Moving on to the jury trial issue, the court noted that the Dodd-Frank whistleblower protections are similar, but not identical, to those provided for in the Sarbanes-Oxley Act (SOX). Prior to being amended by Dodd-Frank, the right to a jury trial under SOX had been the subject of much debate in the courts, with a majority determining that no such right exists. The SOX remedies, however, were amended by Dodd-Frank to explicitly provide a jury right to whistleblower plaintiffs. However, the new whistleblower protections enacted under Dodd-Frank remained silent on the point, seemingly indicating an intent on the part of Congress to exclude such a right for whistleblowers bringing claims under the new law rather than under SOX. As noted by Judge Forrester, while “Congress enlarged the scope of individuals potentially protected in the Dodd-Frank Act, it did not specify in Dodd-Frank that a jury trial was available despite being aware of the legal controversy surrounding whether a jury trial was available under Sarbanes-Oxley and amending that legislation to specify a right for a jury trial.” Nonetheless, because the statute was silent, the court proceeded to a traditional Seventh Amendment analysis of the issue.
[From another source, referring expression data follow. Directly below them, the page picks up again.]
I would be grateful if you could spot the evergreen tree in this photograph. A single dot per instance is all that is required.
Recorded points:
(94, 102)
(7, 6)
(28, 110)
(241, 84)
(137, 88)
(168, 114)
After determining that the whistleblower claims at issue were analogous to traditional wrongful discharge claims at common law, the court moved on to the second, more significant part of the Seventh Amendment inquiry—whether the remedies provided for under the Dodd-Frank provisions are legal or equitable in nature. In the latter case, no jury right is available under the Seventh Amendment. Equitable remedies are those intended simply to make the employee “whole,” and thus reinstatement and back pay are generally considered equitable in nature. However, the plaintiff argued that the doubling of back-pay for awards under Dodd-Frank amounted to compensatory, liquidated or punitive-type damages, and thus, such claims must be considered by a jury. Agreeing with BlueLinx, however, Judge Forrester ruled that “the automatic doubling is a calculation that lacks the discretion generally associated with monetary damages awarded by a jury.” Therefore, the court held, the Dodd-Frank whistleblower retaliation law does not provide plaintiffs with the right to a jury trial.
The case is significant because it appears to be the first time a U.S. District Court has addressed the issue of a jury trial under the relatively new whistleblower retaliation provisions of the Dodd-Frank Act. At least for now, employers can take comfort in the precedent this case sets that damage awards for successful whistleblower retaliation plaintiffs should be determined by a judge and not subjected to a far more unpredictable and potentially more pro-employee determination by a jury. It remains to be seen how other courts may come down on the issue.
The case is Pruett v. BlueLinx Holdings, Inc., case number 1:13-cv-02607, in the U.S. District Court for the Northern District of Georgia.
BlueLinx is represented in the case by Bob Riordan and Brooks Suttle of Alston & Bird LLP.
 15 U.S.C.A. § 78u-6(h)(1)(A).
 15 U.S.C.A. § 78u-6(h)(1)(C).
 See Jones v. Home Fed. Bank, No. CV09-336-CWD, 2010 WL 255856, at *7-8 (D. Idaho Jan. 14, 2010) (citing cases addressing the right to a jury trial for SOX whistleblower plaintiffs and deciding to follow “the majority of cases that have . . . held that no right to a jury trial exists.”).
 See 18 U.S.C.A. §1514A(b)(2)(E).
 The Seventh Amendment grants the right to a jury trial for suits at common law where the value in controversy exceeds $20, and this has been interpreted by the courts to apply only to common law actions that existed in 1791 (or their modern analogues), and to extend to all suits where legal, as opposed to equitable, rights are involved. See, e.g., Stewart v. KHD Deutz of America Corp., 75 F.3d 1522, 1525 (11th Cir. 1996).
 See, e.g., West v. Gibson, 527 U.S. 212, 217 (1999).